Vitamin D, also known as the sunshine vitamin, is actually a hormone, not a vitamin. It’s important for strong bones and muscles, reduces your risk for certain cancers, improves your mood, boosts your immune system and is central to your general health and wellbeing.

How can you get more of it?

The best way to boost your vitamin D is through exposure to sunlight. When your skin is exposed to the sun, your body produces vitamin D, which is sent to your liver and turned into what’s known as 25(OH)D, the chemical that your doctor uses to measure your vitamin D level. From here, it travels to the kidneys where it’s converted to its active form in the body.
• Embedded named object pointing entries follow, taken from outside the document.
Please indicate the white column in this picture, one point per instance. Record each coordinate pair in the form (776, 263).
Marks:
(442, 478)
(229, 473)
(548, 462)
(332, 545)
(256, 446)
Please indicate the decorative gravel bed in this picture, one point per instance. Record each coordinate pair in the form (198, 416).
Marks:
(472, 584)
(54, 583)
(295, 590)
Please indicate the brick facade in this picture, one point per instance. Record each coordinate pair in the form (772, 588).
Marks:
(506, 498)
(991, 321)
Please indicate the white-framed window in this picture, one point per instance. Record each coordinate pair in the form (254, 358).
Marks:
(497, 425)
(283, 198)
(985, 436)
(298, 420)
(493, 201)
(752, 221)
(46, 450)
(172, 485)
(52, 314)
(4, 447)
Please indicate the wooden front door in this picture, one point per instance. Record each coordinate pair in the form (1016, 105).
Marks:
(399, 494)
People who naturally have very dark skin or get minimal sunlight exposure (particularly during the winter months) are more at risk of developing a vitamin D deficiency. Aim for 10 minutes of sensible sunlight exposure every day in the early morning and/or late afternoon. Where possible, avoid the sun between 10am to 2pm, when the sun is at its strongest.
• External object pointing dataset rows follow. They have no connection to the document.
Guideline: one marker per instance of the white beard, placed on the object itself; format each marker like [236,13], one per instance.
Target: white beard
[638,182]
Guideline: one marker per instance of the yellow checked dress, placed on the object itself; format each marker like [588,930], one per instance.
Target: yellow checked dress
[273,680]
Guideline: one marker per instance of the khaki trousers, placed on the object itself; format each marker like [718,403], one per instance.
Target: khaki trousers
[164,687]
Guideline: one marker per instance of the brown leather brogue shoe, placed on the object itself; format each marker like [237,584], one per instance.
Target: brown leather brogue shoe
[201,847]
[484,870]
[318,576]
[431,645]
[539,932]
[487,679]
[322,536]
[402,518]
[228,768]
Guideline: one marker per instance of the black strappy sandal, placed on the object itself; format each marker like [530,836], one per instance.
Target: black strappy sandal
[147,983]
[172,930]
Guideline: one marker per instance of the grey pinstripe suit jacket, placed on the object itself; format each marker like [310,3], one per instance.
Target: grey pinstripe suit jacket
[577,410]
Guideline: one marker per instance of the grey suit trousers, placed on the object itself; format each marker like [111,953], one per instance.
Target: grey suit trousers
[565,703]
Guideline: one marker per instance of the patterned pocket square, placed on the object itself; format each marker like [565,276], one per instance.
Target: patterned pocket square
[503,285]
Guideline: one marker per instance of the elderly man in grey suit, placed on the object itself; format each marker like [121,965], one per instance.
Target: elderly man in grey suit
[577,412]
You can also get vitamin D from some foods. Good sources include fortified margarine, oily fish, milk or yoghurt, egg yolks and cheese.

Vitamin D supplements are best taken with food and can be great for everyone, especially those who are deficient.

Vitamin D is measured in international units (IU) and most health practitioners recommend 1000 IU daily. However, the best way to determine how much vitamin D you need is by getting a blood test, which can be organised through your local doctor or naturopath.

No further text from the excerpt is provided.